Во время голосования, при котором у Рамполлы, как в двух предыдущих случаях, был лучший результат, госсекретарь пытался понять причины запрета. Его отношения с австрийским императором никогда не были дружескими и стали очень плохими, когда Рамполла не позволил императору похоронить в освященной земле его сына Рудольфа, покончившего жизнь самоубийством. Значит, вето – месть, выгодная очень многим и вполне обоснованная.
Получилось не так, как Рамполла предполагал: он не приобрел больше ни одного голоса. И его не утешило, что его главный противник, генуэзский кардинал Готти, опустился с шестнадцати голосов до всего девяти, потому что патриарх Венеции, Джузеппе Сарто, получил двадцать один голос – всего на восемь меньше, чем он сам. Все-таки Сарто только прикидывается простаком, а на деле – себе на уме, это ясно.
– Я, когда уезжал сюда, взял билет в два конца, – во всеуслышание говорил венецианец всем участникам конклава. – И я уверен, что никогда не соглашусь стать папой: чувствую себя недостойным этого. Прошу вас, преосвященнейшие, забыть мое имя.

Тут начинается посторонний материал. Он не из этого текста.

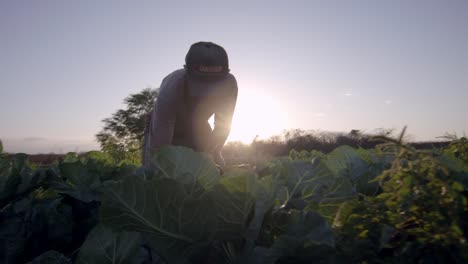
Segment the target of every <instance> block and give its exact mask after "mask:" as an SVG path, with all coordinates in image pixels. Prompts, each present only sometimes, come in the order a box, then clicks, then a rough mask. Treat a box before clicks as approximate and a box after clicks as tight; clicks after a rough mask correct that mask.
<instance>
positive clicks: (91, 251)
mask: <svg viewBox="0 0 468 264" xmlns="http://www.w3.org/2000/svg"><path fill="white" fill-rule="evenodd" d="M141 245H142V241H141V236H140V234H139V233H137V232H125V231H122V232H116V231H114V230H112V229H111V228H109V227H107V226H105V225H102V224H100V225H97V226H96V227H95V228H94V229H93V230H91V232H90V233H89V234H88V237H87V238H86V240H85V242H84V243H83V245H82V246H81V249H80V252H79V254H78V258H77V260H76V263H77V264H88V263H112V264H114V263H135V264H137V263H141V262H139V261H138V258H137V256H138V255H139V250H140V247H141Z"/></svg>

Было очевидно, что ложная скромность принесла ему не один голос. Хитрый скромностью добивается гораздо большего, чем скромный хитростью. Нужно обязательно поговорить об этом с де Молиной, который, кажется, держится в стороне от всех шаек. Возможно, он так себя ведет потому, что ни один из главных кардиналов-избирателей не считает его всерьез кандидатом на престол: он слишком молод и слишком честолюбив. Но если на следующем голосовании де Молина подскажет своим сторонникам, которых немало, чтобы они голосовали за Рамполлу, уже никто не сможет преградить Рамполле путь. Даже Господь Бог, не в обиду Ему будь сказано.